Buffett: I don’t think so. Machines, on average, might surpass humans in investment decision-making, but the best humans will beat the machines. AI might do better than S&P 500, but no machine can beat Charlie Munger. Computers are good at doing things fast, so in fast-trading situations, such as momentum trading, algorism trading machines have an advantage. 
It is very dangerous to let machines make decisions in investment and fund allocations. Fund protection orders and other types of automatic orders played a big part in the crash of 1997 and, to some extent, in 2008. It will continue to contribute to flash crashes and, if the trend of letting machines make investment decisions continues, we may well see some disastrous events in the decades to come. Overall, people who have the right investment philosophy will continue to perform regardless of influence from the machines. 
Q14: What is the hardest lesson you learnt in life and what advice would you give us?
Buffett: Except for illness, anything that happened to me, which seemed bad at the time, eventually worked out well over time. The most important advice is to treasure those people around you and bring out the best qualities in yourself. You should associate yourself with friends who are optimistic and can encourage you. Keep away from people who are full of negative energy, as this tends to spread and affect your own mindset. You will find that success is more correlated to optimism and being friendly, rather than to IQ or the ability to solve equations, etc. 
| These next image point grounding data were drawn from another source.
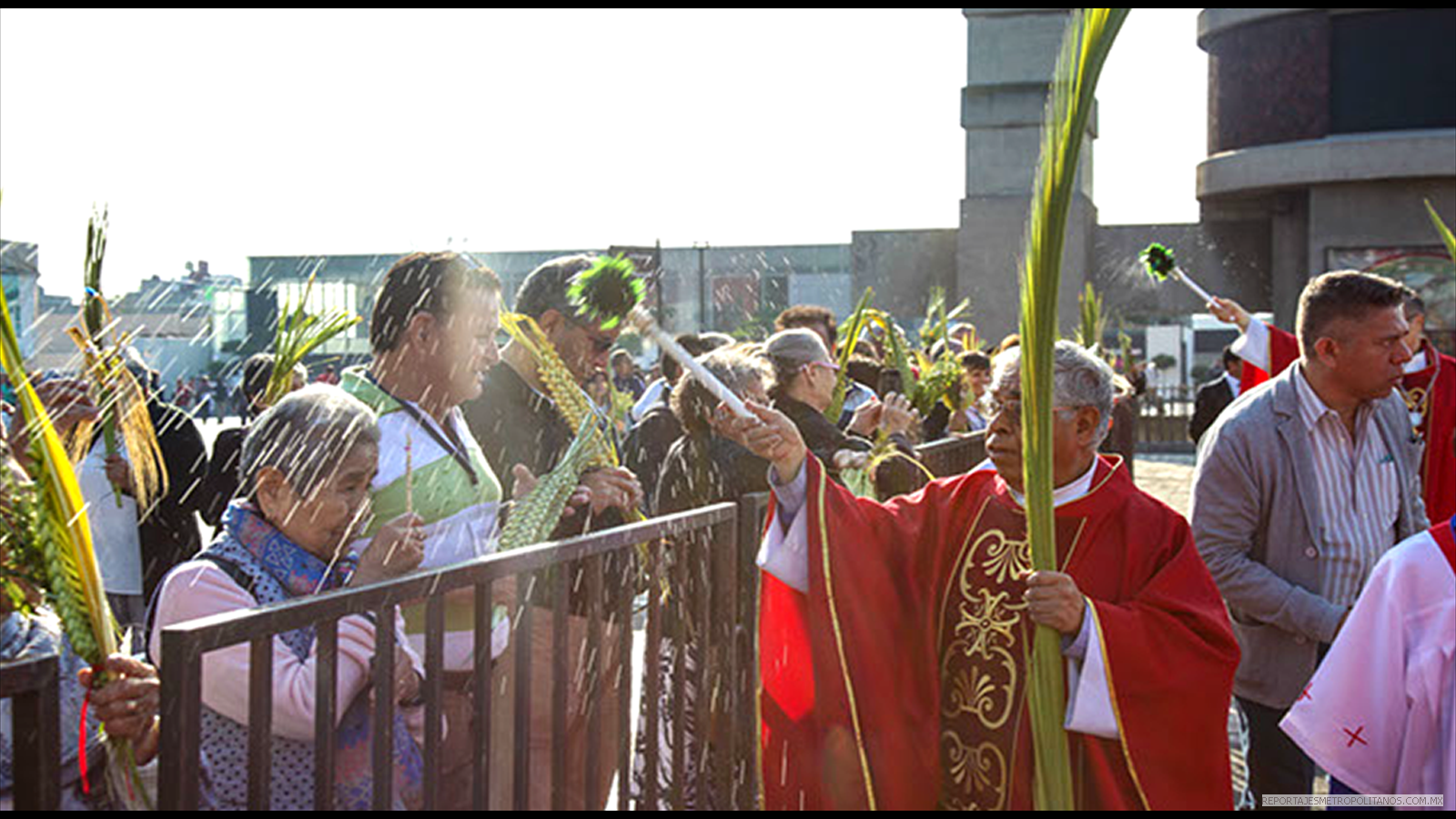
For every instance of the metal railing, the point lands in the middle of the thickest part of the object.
(35, 716)
(565, 577)
(953, 455)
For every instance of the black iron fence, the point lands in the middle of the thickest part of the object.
(692, 574)
(34, 691)
(953, 455)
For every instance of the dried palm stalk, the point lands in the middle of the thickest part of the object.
(1084, 51)
(114, 388)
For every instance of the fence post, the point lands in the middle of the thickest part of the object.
(34, 688)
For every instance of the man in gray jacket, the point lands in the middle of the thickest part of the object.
(1302, 484)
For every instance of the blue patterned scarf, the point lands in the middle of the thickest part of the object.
(257, 545)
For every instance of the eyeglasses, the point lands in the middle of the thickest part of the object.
(992, 407)
(599, 343)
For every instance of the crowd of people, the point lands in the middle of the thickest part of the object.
(895, 622)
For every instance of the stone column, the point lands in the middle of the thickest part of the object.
(1011, 58)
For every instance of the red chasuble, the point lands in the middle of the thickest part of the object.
(1429, 394)
(899, 681)
(1283, 351)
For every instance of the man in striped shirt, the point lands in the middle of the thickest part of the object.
(1300, 486)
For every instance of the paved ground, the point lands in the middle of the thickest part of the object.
(1167, 477)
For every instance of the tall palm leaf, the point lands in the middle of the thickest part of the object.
(1084, 51)
(73, 581)
(846, 350)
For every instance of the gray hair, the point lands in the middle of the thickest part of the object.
(790, 350)
(1081, 379)
(305, 436)
(737, 366)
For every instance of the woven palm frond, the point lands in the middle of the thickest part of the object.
(1441, 228)
(121, 401)
(849, 341)
(536, 515)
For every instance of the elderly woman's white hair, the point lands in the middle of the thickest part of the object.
(306, 435)
(1081, 379)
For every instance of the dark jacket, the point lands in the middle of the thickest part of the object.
(169, 533)
(1212, 398)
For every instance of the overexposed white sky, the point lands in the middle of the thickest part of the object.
(225, 135)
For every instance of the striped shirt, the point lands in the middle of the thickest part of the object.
(459, 513)
(1359, 493)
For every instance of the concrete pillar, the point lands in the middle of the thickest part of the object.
(1011, 57)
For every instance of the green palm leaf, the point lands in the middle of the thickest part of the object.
(1441, 228)
(1084, 51)
(846, 349)
(298, 334)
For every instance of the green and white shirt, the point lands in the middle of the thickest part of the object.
(460, 515)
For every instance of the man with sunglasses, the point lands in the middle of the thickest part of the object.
(893, 636)
(519, 426)
(516, 420)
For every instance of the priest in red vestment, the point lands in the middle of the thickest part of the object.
(1429, 389)
(893, 636)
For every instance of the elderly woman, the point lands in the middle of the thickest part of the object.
(306, 468)
(803, 389)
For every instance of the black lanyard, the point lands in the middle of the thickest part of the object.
(455, 446)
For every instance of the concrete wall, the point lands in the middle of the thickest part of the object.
(1228, 258)
(903, 266)
(1372, 215)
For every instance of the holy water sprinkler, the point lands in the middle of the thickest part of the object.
(1159, 264)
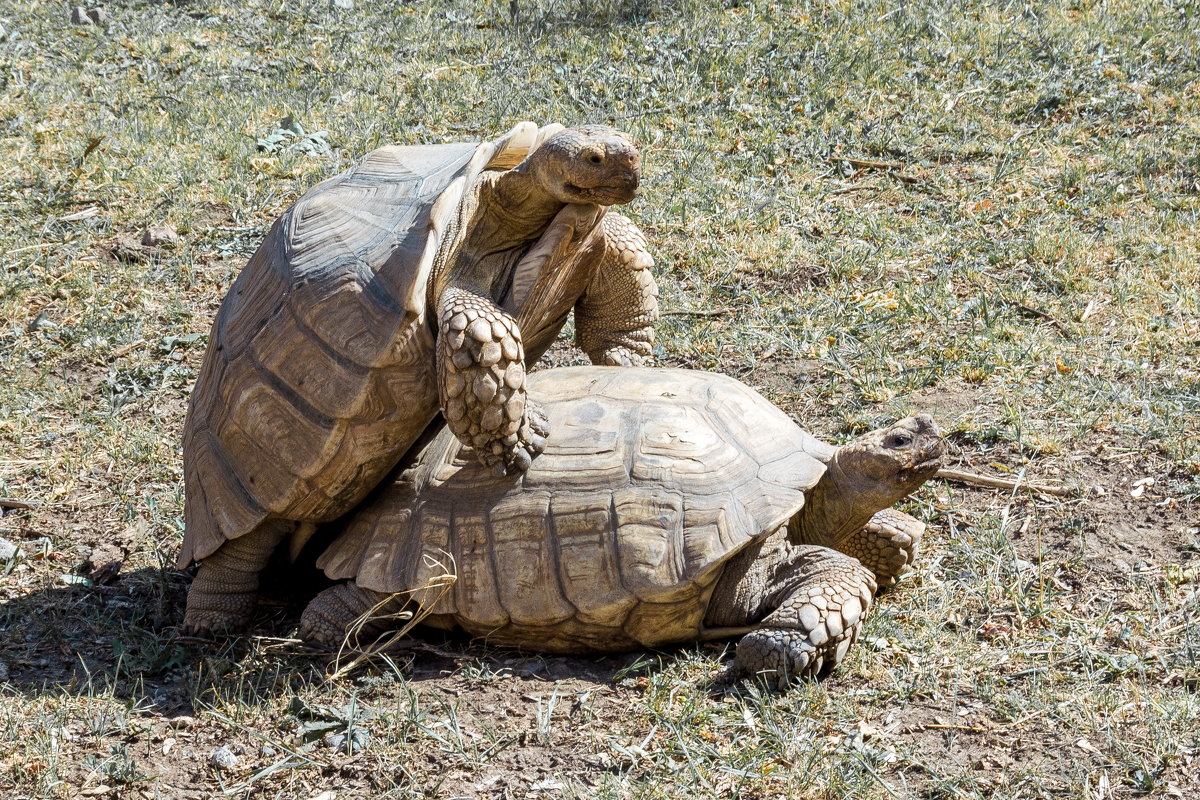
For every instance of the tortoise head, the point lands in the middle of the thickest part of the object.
(592, 163)
(889, 463)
Every student in this room has unlimited potential, you all have the energy, education and other qualities in you to succeed in life. Just choose wisely with wo you associate with. I wish the best for all of you.


Peking University feels honoured to have had the opportunity to sit down with one of the most brilliant minds in the financial industry. Mr. Buffett’s perspectives and insights challenged our students to think about investment and finance from the long-term perspective. We are humbled for his wisdom and learnings, which our students seek to take into their future career.